Real Time Genomics are pleased to announce the availability of new releases of our full analysis suite, RTG Core, and our utility package, RTG Tools. This release includes new features and performance improvements. Some of the highlights of this release:
* Representation improvements to variant caller outputs. The various variant calling commands default to an alternative algorithm for representing haplotype calls as smaller components. While the underlying haplotype calls are the same as previous releases, the decomposed representation used in VCF is now more granular, so results can look quite different on the surface.
* Small-variant evaluation improvements. vcfeval allows optional preprocessing of input VCF files to decompose large calls to smaller constituents, which can permit longer calls to receive partial credit during accounting. In addition, vcfeval snp and indel ROC outputs now include precision and sensitivity metrics. For more information see the user manual. vcfeval also supports matching variants that occur inside a spanning deletion.
* Support for structural variant evaluation. This release includes beta commands for comparing structural variant calls such as translocations, inversions, and sequence-resolved larger insertions and deletions, using a similar workflow to vcfeval/rocplot. The new svdecompose command converts higher-level SV events and longer insertions and deletions into break-ends. In conjunction with this, the new bndeval command runs a comparison between a baseline and called break-end dataset. Outputs are VCF and ROC data files that are compatible with rocplot.
* Java 9 compatibility testing. RTG is compatible with Java 9, although currently we recommend Java 8 for performance reasons. Also note that due to differences in Java Math library implementation between Java 8 and Java 9, in rare situations minor output differences may be observed when comparing results obtained using Java 8 with Java 9. Builds that include a bundled JRE have been updated to the latest JRE 8u161.
* Improvements to the AVR models that perform variant scoring.

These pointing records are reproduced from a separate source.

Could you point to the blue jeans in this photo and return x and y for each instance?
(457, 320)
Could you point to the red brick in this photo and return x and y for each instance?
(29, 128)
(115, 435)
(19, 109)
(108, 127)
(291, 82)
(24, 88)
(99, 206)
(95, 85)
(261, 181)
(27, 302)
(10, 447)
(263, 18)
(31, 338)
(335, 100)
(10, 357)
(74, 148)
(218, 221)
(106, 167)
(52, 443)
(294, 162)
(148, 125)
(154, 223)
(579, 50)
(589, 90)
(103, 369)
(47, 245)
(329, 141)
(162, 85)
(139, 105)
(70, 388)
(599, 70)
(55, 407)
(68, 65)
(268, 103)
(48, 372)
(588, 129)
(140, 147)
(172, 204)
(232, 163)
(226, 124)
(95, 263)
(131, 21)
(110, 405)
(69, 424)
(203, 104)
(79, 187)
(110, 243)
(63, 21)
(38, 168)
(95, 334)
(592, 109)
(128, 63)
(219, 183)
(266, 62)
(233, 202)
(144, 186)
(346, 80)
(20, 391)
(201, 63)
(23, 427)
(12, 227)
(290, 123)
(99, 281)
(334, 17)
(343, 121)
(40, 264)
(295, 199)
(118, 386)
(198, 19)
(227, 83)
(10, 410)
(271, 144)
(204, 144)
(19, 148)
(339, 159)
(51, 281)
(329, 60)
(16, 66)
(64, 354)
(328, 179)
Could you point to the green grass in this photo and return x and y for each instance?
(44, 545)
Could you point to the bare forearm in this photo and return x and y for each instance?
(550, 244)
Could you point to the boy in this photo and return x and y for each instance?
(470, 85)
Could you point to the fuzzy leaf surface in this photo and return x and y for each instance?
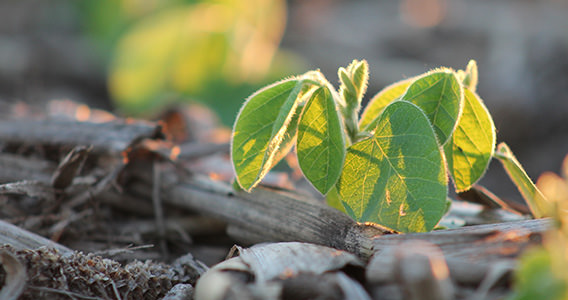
(522, 181)
(262, 125)
(472, 144)
(396, 178)
(321, 145)
(380, 101)
(439, 94)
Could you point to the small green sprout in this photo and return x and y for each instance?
(392, 165)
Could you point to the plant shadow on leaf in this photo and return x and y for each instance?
(403, 183)
(216, 52)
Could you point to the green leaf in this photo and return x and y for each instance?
(532, 195)
(439, 93)
(321, 144)
(397, 178)
(535, 278)
(263, 124)
(387, 95)
(472, 144)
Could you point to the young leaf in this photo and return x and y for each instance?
(380, 101)
(472, 144)
(470, 76)
(396, 178)
(354, 83)
(262, 125)
(321, 144)
(440, 94)
(524, 184)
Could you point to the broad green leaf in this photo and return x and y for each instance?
(321, 145)
(439, 94)
(472, 144)
(524, 184)
(380, 101)
(397, 178)
(262, 125)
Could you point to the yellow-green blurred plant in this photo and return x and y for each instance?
(215, 50)
(543, 272)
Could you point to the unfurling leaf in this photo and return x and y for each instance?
(471, 76)
(472, 144)
(263, 124)
(321, 144)
(354, 83)
(380, 101)
(524, 184)
(440, 95)
(396, 178)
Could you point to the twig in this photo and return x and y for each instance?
(63, 292)
(158, 211)
(111, 137)
(23, 239)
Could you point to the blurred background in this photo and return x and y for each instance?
(138, 57)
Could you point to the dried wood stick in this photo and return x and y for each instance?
(110, 137)
(16, 168)
(272, 215)
(277, 217)
(23, 239)
(477, 243)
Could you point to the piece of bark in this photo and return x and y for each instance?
(15, 279)
(69, 167)
(273, 215)
(34, 189)
(23, 239)
(180, 291)
(422, 272)
(283, 271)
(108, 138)
(17, 168)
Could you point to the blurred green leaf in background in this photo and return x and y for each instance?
(164, 52)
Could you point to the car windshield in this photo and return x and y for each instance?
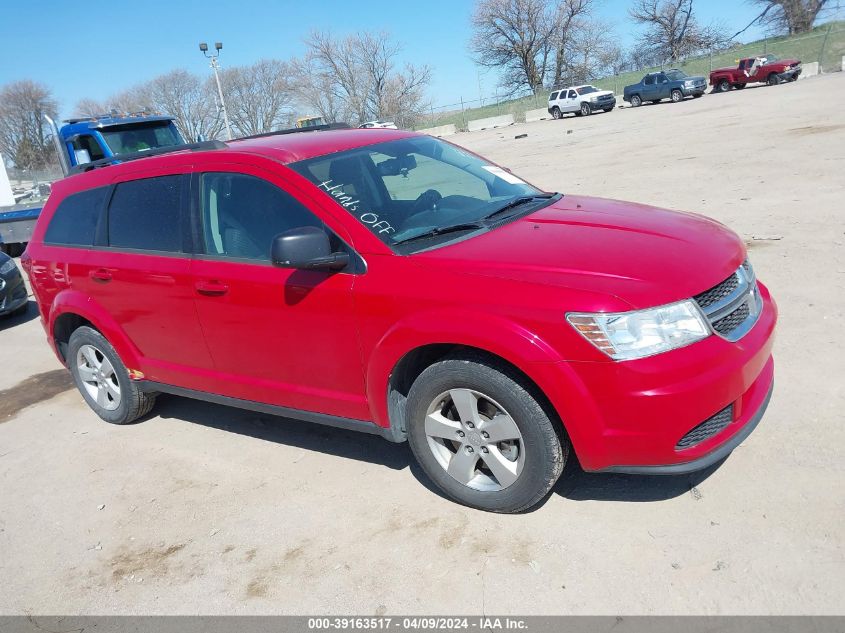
(418, 192)
(139, 137)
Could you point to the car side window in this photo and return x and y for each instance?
(75, 221)
(145, 214)
(86, 143)
(242, 214)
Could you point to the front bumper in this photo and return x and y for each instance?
(631, 416)
(12, 293)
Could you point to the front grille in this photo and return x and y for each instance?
(706, 429)
(717, 293)
(728, 324)
(732, 306)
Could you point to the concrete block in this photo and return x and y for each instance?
(490, 122)
(440, 130)
(809, 70)
(537, 115)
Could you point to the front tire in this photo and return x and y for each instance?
(478, 431)
(102, 379)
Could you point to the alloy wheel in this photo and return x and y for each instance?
(98, 377)
(475, 440)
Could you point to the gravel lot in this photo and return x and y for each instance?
(206, 509)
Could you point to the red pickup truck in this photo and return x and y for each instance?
(768, 69)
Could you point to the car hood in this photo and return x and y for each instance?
(642, 255)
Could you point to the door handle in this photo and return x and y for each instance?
(102, 275)
(211, 288)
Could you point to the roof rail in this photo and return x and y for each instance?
(296, 130)
(110, 160)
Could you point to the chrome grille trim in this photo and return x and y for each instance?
(733, 306)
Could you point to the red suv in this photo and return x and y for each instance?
(396, 284)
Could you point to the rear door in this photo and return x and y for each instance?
(277, 335)
(572, 103)
(649, 88)
(140, 273)
(661, 86)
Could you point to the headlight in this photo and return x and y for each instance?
(7, 267)
(630, 335)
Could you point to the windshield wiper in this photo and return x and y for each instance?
(440, 230)
(517, 202)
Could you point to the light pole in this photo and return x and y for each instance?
(218, 46)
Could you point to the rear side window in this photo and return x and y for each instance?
(145, 214)
(242, 214)
(75, 221)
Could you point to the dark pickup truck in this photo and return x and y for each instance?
(671, 84)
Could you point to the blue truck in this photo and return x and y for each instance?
(84, 141)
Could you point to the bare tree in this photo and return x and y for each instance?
(178, 93)
(24, 135)
(787, 16)
(316, 90)
(515, 37)
(356, 77)
(569, 29)
(259, 96)
(189, 100)
(672, 30)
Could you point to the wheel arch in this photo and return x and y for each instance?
(71, 310)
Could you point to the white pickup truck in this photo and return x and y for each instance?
(581, 100)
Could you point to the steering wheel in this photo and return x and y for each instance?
(427, 200)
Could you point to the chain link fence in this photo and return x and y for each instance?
(825, 45)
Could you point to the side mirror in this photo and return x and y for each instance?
(308, 248)
(82, 156)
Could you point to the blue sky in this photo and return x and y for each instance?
(94, 48)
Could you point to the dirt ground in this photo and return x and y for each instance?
(207, 509)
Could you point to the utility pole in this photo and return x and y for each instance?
(218, 46)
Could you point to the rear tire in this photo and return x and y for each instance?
(478, 431)
(102, 379)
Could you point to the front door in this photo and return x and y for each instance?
(140, 273)
(278, 336)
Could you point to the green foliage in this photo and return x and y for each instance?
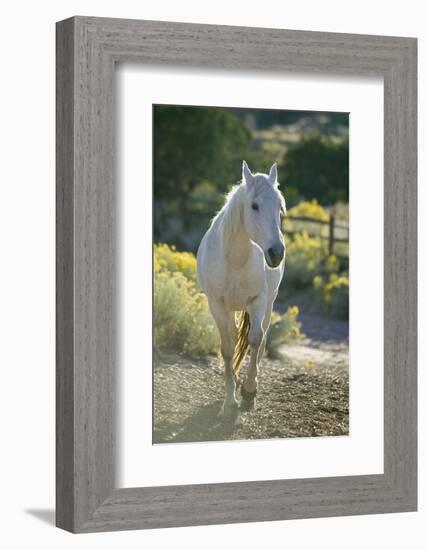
(310, 209)
(307, 209)
(192, 144)
(318, 166)
(283, 329)
(333, 294)
(307, 257)
(166, 258)
(182, 321)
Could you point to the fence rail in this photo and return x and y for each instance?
(332, 226)
(331, 235)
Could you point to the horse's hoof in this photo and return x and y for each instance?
(248, 405)
(229, 409)
(248, 402)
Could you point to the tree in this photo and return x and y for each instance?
(319, 167)
(192, 144)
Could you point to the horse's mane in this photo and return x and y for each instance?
(229, 218)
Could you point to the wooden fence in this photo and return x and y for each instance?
(337, 232)
(334, 227)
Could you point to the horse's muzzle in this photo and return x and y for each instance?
(275, 255)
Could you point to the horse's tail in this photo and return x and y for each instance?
(241, 346)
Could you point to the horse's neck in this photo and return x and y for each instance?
(236, 242)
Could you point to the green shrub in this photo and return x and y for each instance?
(182, 321)
(307, 257)
(333, 294)
(283, 329)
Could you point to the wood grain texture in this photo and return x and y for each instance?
(87, 50)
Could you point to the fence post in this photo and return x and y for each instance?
(331, 235)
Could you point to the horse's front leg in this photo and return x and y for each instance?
(256, 310)
(223, 321)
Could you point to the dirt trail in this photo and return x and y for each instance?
(302, 393)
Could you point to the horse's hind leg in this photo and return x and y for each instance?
(223, 321)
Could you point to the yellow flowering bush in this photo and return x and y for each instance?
(283, 329)
(182, 320)
(333, 294)
(166, 258)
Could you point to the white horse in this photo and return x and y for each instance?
(240, 264)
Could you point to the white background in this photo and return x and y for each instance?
(27, 273)
(144, 464)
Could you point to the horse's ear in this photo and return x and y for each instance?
(247, 176)
(273, 174)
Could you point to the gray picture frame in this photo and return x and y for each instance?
(87, 51)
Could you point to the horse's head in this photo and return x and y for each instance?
(262, 213)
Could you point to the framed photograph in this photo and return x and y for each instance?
(236, 274)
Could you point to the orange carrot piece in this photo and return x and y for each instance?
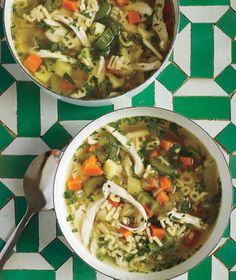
(33, 62)
(122, 2)
(148, 210)
(70, 5)
(158, 232)
(93, 148)
(91, 167)
(166, 144)
(74, 184)
(165, 184)
(125, 232)
(162, 198)
(186, 162)
(134, 17)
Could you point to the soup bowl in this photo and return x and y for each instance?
(112, 270)
(92, 102)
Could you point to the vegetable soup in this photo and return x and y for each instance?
(142, 193)
(92, 49)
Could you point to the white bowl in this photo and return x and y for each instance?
(89, 103)
(224, 211)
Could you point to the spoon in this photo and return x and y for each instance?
(38, 189)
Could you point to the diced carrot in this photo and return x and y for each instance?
(70, 5)
(165, 184)
(154, 153)
(93, 148)
(148, 210)
(113, 203)
(162, 197)
(166, 144)
(122, 2)
(158, 232)
(91, 167)
(186, 162)
(33, 62)
(125, 232)
(74, 184)
(191, 238)
(134, 17)
(65, 85)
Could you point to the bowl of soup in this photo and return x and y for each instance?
(91, 52)
(142, 193)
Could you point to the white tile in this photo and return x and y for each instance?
(65, 270)
(14, 185)
(212, 127)
(16, 71)
(233, 109)
(123, 103)
(101, 276)
(233, 4)
(73, 127)
(163, 97)
(32, 261)
(233, 225)
(218, 270)
(203, 14)
(7, 218)
(8, 108)
(200, 87)
(181, 277)
(26, 146)
(47, 228)
(222, 51)
(182, 49)
(48, 114)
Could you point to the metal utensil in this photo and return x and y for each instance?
(38, 189)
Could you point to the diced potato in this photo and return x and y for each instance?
(133, 186)
(62, 67)
(112, 169)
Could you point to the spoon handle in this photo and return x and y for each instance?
(11, 242)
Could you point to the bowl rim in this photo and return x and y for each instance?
(217, 231)
(93, 102)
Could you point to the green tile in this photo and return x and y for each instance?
(1, 25)
(57, 137)
(29, 240)
(227, 138)
(68, 111)
(56, 253)
(6, 55)
(6, 80)
(172, 77)
(82, 271)
(204, 268)
(227, 23)
(14, 166)
(27, 275)
(227, 79)
(232, 275)
(227, 253)
(204, 2)
(28, 109)
(215, 108)
(5, 195)
(234, 52)
(5, 137)
(202, 50)
(232, 166)
(183, 22)
(145, 98)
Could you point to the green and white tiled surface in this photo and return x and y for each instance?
(199, 82)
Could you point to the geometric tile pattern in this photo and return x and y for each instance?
(199, 81)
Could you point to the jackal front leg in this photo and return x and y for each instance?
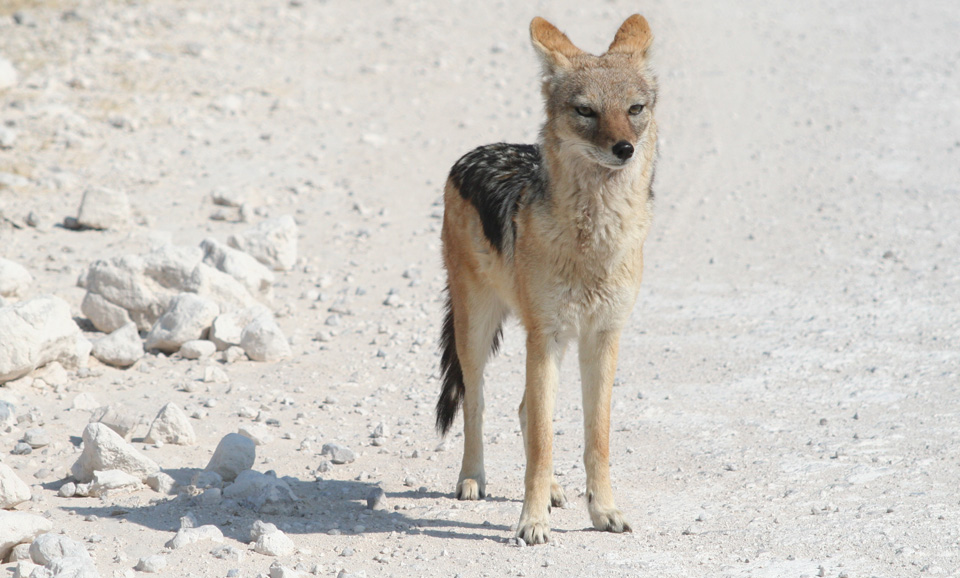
(598, 366)
(543, 360)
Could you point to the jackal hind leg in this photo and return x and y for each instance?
(477, 320)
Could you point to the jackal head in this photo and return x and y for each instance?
(599, 108)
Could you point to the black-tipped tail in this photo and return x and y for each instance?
(451, 374)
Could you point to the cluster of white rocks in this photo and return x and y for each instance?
(193, 300)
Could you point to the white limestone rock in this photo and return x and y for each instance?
(197, 349)
(171, 426)
(117, 418)
(187, 536)
(263, 340)
(264, 493)
(234, 454)
(104, 449)
(109, 481)
(15, 279)
(188, 317)
(227, 328)
(122, 348)
(103, 208)
(47, 548)
(273, 242)
(36, 332)
(105, 316)
(13, 490)
(254, 275)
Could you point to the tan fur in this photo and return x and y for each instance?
(575, 266)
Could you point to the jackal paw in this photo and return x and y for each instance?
(610, 520)
(470, 489)
(558, 499)
(533, 531)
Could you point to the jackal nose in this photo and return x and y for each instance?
(623, 150)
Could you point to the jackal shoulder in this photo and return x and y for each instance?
(496, 179)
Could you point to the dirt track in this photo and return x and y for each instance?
(788, 387)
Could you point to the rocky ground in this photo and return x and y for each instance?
(788, 391)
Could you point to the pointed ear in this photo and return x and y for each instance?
(553, 47)
(633, 38)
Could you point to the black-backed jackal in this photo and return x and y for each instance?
(554, 233)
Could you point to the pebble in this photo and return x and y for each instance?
(13, 490)
(37, 331)
(67, 490)
(122, 348)
(273, 242)
(274, 544)
(104, 449)
(234, 454)
(197, 349)
(151, 564)
(106, 481)
(117, 418)
(161, 482)
(103, 208)
(376, 499)
(15, 280)
(188, 317)
(48, 548)
(187, 536)
(263, 340)
(339, 454)
(171, 426)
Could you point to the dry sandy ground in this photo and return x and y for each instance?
(789, 389)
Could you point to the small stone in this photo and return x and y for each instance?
(197, 349)
(67, 490)
(36, 437)
(233, 354)
(104, 449)
(151, 564)
(213, 374)
(105, 316)
(263, 340)
(207, 479)
(234, 454)
(15, 280)
(161, 482)
(103, 208)
(117, 418)
(122, 348)
(339, 454)
(107, 481)
(376, 499)
(272, 242)
(47, 548)
(13, 490)
(85, 402)
(258, 433)
(187, 536)
(188, 317)
(228, 553)
(274, 544)
(171, 426)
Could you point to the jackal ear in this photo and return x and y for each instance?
(633, 38)
(553, 46)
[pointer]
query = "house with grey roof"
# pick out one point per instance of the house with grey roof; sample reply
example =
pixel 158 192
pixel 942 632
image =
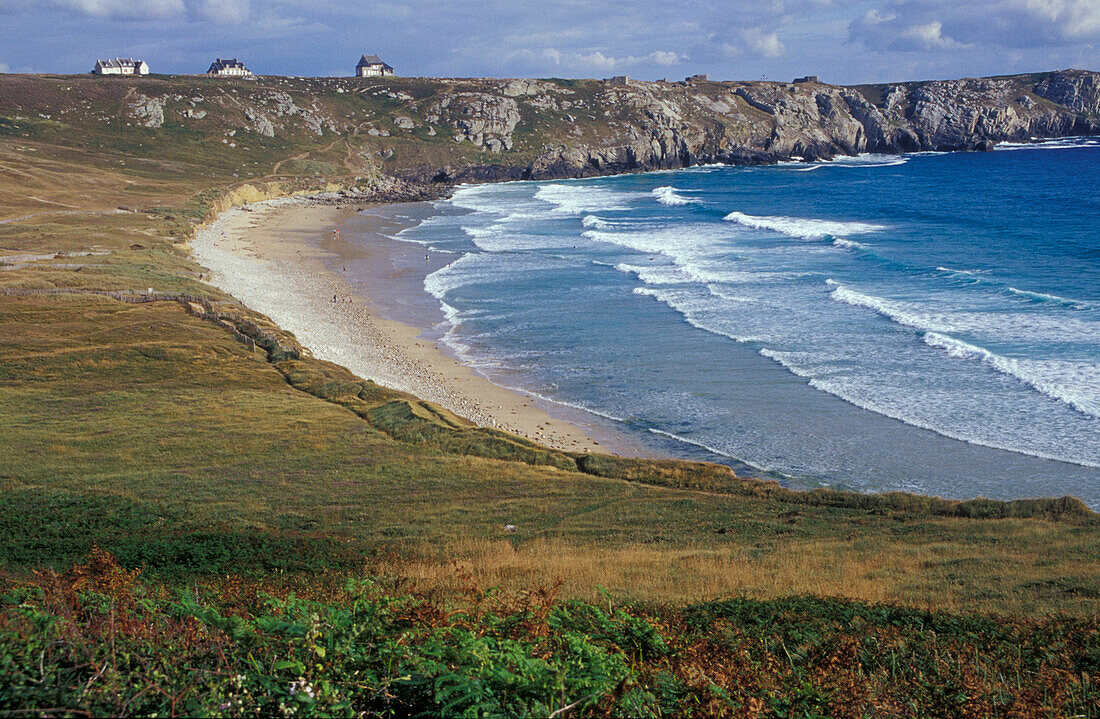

The variant callers include new predictor attributes and all AVR models have been rebuilt to take advantage of these.
Commercial users of RTG Core may download the update from our website at
http://realtimegenomics.com/products/rtg-core-downloads. Non-commercial users can download the update from our website at
http://realtimegenomics.com/products/rtg-core-non-commercial or build from the source on github at
https://github.com/RealTimeGenomics/rtg-core.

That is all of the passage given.